Dog Whistling Dixie Down The Wind Past A Graveyard

Republican mayoral candidate Joseph Lhota outraged Democrats this week by releasing a commercial linking his opponent Bill de Blasio to the supposedly criminal-friendly policies of the Dinkins administration, for which de Blasio worked early in his career.  De Blasio condemned the ad as “divisive, inappropriate,” and said that New Yorkers would be “disgusted” by it.

Letitia James, Democratic nominee for public advocate, called the ad a “dog whistle” and insisted it be removed from the airwaves as unfit to be seen.

This phrase “dog whistle” has come into widespread use lately, and is a curious instance of a word that enacts its own meaning.  As used by Letitia James it means roughly, “a message with secret meaning that is communicated sub rosa to alert listeners.”  Council member James says that Lhota’s ad is trying to stir up white voters with memories of the high crime rate under David Dinkins.  But in calling the commercial a “dog whistle” James is dog whistling to her own base that the ad, and by implication Lhota himself, is racist, without ever using that loaded word specifically.

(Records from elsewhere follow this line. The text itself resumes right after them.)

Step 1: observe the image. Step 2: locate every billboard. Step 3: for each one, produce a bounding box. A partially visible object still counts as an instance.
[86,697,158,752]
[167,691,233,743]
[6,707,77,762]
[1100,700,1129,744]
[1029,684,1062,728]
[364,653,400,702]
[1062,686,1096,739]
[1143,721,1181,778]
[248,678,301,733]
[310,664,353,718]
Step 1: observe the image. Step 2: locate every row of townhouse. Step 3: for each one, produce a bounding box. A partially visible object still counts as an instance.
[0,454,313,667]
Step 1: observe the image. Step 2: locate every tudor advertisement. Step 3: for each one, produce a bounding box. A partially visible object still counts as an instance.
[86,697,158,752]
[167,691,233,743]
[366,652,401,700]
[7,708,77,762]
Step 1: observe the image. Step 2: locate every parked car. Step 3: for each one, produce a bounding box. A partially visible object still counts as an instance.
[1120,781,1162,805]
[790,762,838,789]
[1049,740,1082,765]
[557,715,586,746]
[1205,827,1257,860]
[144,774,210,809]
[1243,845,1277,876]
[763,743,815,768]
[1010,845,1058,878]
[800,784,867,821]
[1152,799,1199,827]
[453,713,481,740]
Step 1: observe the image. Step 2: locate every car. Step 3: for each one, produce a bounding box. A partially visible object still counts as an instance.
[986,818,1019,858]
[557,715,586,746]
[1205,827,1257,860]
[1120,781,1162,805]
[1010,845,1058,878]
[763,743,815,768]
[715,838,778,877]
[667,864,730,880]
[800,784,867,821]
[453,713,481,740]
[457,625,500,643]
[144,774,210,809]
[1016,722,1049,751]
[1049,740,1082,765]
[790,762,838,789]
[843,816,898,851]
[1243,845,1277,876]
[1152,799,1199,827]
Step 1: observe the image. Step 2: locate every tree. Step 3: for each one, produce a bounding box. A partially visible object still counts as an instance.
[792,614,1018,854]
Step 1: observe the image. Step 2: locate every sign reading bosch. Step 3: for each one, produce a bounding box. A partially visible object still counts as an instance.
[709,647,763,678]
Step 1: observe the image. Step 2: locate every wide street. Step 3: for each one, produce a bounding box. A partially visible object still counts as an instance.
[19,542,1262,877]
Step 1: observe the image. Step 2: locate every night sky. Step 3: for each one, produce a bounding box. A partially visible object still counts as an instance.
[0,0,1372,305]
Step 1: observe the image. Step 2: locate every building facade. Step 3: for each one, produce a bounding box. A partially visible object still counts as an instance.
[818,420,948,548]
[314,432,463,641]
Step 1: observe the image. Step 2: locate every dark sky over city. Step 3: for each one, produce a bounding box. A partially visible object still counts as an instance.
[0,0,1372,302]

Lhota’s commercial is provocative and crude, and represents a floundering campaign’s miserable effort to gain traction.  But in what sense is it false?  Bill de Blasio did in fact work for the Dinkins administration, which is widely and commonly held to have been a failure, despite recent revisionist efforts to rehabilitate it.  Crime rates peaked and leveled off during Dinkins’ term, when ten thousand New Yorkers were murdered.  Ask anyone what their main memory of the Dinkins years is and they will likely cite the Crown Heights riot, which Dinkins accepted responsibility for mishandling.  Crown Heights was a major disaster in New York City history, and was labeled “the most serious anti-Semitic incident in American history.”  Lhota isn’t blaming de Blasio for Crown Heights, but he is asking whether de Blasio’s policies on crime are similar to those of Dinkins.  Why is that question met with insinuations of racism and called out of bounds?  De Blasio criticizes Lhota’s work for the Giuliani administration, which seems like a perfectly reasonable strategy for a political campaign.  What then is so outrageous about linking de Blasio to Dinkins?

Moreover it is a bit rich for the de Blasio campaign to complain about using race as an electoral tactic.  Mayor Bloomberg was stupid and absurd in calling the now-famous Dante de Blasio commercials “racist.”  But none other than Council member and former Black Panther Charles Barron more broadly and clearly articulated Bloomberg’s intuition in 2009 when he lambasted Bill de Blasio’s campaign for public advocate, which became the model for his mayoral run:

It's an insult to the black community, because you need to be talking about our black issues. Don't just promote your wife.  It's not fair to her, because everybody likes her. But that's the political animalism of Bill de Blasio - that he'll do these kinds of things, and he [won't] even stop at his own wife to get elected.
It's all right to have a family photo in the first piece of mail and maybe even the second piece, but the third, fourth, fifth, sixth, seventh, 10th piece, you're still promoting your wife - it is obvious. Everybody in the city is talking about it. ... The truth of the matter is she is a wonderful, beautiful woman for him to do that is a shame.

So if Joe Lhota is dog whistling that crime will rise under de Blasio by linking him to his former boss’s admittedly terrible policies, what would we call de Blasio’s use of his black wife and kids in his campaign advertising?  A howling siren?  A klaxon? 

Consider this video of Bill de Blasio’s daughter Chiara, which was released on the campaign’s official YouTube channel.  It begins with Miss de Blasio saying how happy she is to work with her family on her father’s campaign, “because it would be one thing if he were just some boring white guy who didn’t know what he was talking about.”  This line gets a laugh from the audience, including the candidate himself, and is clearly the salient feature of the video, whose description reads, “Chiara de Blasio introduces her dad, who's ‘not just some boring white guy,’ at a Young Progressives for de Blasio event last week.”

Most teenage children think their dads are boring—mine certainly do—but that isn’t the joke here.  In fact it is the opposite.  Not only is Bill de Blasio not boring as a dad, he is not boring qua white man.  How refreshing!  This is, please remember, an official message of the de Blasio campaign, linked to the campaign website.  We have gone beyond dog whistling here, gone beyond codes or winks or insinuations, and into explicit blazons of overt racial characterization. 

I’m not saying that the de Blasio campaign is racist, or that white men are unfairly picked on, or that the Lhota commercial is in good taste.  But given that the de Blasio campaign has been so willing to foreground the race of its candidate’s family, and to highlight how extraordinarily different he is from typical white people, it seems more than a bit disingenuous for the campaign to then pretend that a question about de Blasio’s links to a failed mayoralty is beyond the bounds of polite discussion, because some hierophantic ears, tuned to a secret frequency, might hear a message that is already in the open anyway.